Housing Seen Gaining Ground Through 2011

The nation's housing market is expected to witness gradual improvements in 2011 as an economic recovery takes hold and consumer confidence continues to rise, most analysts are reporting. Among the key statistics and forecasts released by government agencies, research firms and industry-related trade associations in recent weeks were the following:


Housing will see gradual improvements this year as the U.S. economy and job market continue to gain ground, establishing momentum that will produce greater gains in 2012, according to economists at the recent International Builders Show. "This year's spring selling season will be better than last year's," said NAHB Chief Economist David Crowe, with job growth providing a stronger stimulus in the housing market than last year's tax credits for home buyers. Crowe forecasted 575,000 single-family home starts in 2011, a 21% climb over an estimated 475,000 units started in 2010, which in turn showed a 7% gain from the 442,000 homes started in 2009. The multi-family sector will see its starts rise 16% this year to 133,000 units, with a further 53% increase in 2012. Crowe cited a rebound in consumer confidence and notes that a recent pickup in purchases for automobiles and furniture "indicates that consumers are less afraid today of losing jobs and income."

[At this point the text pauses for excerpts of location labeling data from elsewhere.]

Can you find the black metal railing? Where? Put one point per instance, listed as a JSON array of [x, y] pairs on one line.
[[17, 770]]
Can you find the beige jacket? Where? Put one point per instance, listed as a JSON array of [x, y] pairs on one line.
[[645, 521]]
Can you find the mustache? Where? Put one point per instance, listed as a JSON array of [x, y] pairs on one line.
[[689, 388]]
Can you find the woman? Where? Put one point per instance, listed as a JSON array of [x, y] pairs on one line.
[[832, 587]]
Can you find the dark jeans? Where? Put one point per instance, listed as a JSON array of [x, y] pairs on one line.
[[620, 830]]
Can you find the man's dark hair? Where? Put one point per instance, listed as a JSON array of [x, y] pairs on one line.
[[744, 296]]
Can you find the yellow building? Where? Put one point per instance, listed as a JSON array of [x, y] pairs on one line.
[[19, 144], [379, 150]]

Existing-home sales "are on an uptrend," with the pattern through the last half of 2010 "clearly showing a recovery," the National Association of Realtors said last month. "The market is getting much closer to an adequate, sustainable level," said Lawrence Yun, chief economist for the Washington, DC-based NAR. Yun said the recovery will likely continue" as job growth gains momentum and rising rents encourage more renters into ownership while exceptional affordability conditions remain." The latest figures peg resales at a seasonally adjusted annual rate of 5.28 million, near the volume the NAR is expecting for 2011.

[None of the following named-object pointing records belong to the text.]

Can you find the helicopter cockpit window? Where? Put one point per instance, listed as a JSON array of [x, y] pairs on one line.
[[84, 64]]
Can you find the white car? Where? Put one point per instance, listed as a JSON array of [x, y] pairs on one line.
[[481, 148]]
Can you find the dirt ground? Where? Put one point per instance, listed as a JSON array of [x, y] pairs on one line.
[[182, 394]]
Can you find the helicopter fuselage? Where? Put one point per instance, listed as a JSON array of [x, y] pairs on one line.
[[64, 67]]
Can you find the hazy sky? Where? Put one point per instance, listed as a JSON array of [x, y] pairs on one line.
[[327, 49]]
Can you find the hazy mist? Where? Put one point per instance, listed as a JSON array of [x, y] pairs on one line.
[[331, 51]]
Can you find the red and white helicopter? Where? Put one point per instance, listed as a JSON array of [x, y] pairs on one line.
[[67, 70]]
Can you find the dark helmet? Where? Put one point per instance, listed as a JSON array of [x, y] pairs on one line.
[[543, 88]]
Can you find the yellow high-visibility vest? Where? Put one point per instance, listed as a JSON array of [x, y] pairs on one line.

Domestic shipments of major home appliances finished 2010 up 3.3% from a year earlier, amid signs of a housing and remodeling market recovery, according to the Association of Home Appliance Manufacturers. The Washington, DC-based AHAM reported last month that 2010 appliance shipments totaled 61.49 million units, a gain over the 59.50 million units shipped during 2009. Product categories with gains included electric ovens (10%), surface cooking units (8%), food preservation equipment (8.5%) and gas cooking products (7.4%), AHAM said.

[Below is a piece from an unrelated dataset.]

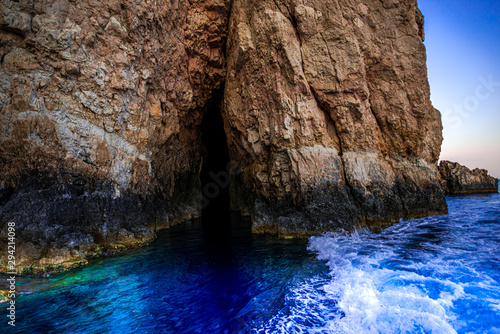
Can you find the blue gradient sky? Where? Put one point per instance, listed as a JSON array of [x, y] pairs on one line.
[[463, 52]]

Sales of kitchen cabinets and bathroom vanities declined in December, 2010, and were down for the full year compared to a year earlier, the Kitchen Cabinet Manufacturers Association said last month. According to the Reston, VA-based KCMA, manufacturers participating in the association's monthly "Trend of Business" survey reported that overall cabinet sales fell 4.1% for the full year compared to 2009. Sales of stock cabinets were down 6.7%, while semi-custom sales fell 0.5% and custom cabinet sales slid 13.2%, the KCMA reported.

Market Analysis

U.S. Remodeling Industry Seen Poised For Decade of Growth in Spending

Cambridge, MA — In the wake of the worst downturn in recent history, the U.S. home improvement industry is poised for "a new decade of growth," according to a major report released last month by the Joint Center for Housing Studies at Harvard University.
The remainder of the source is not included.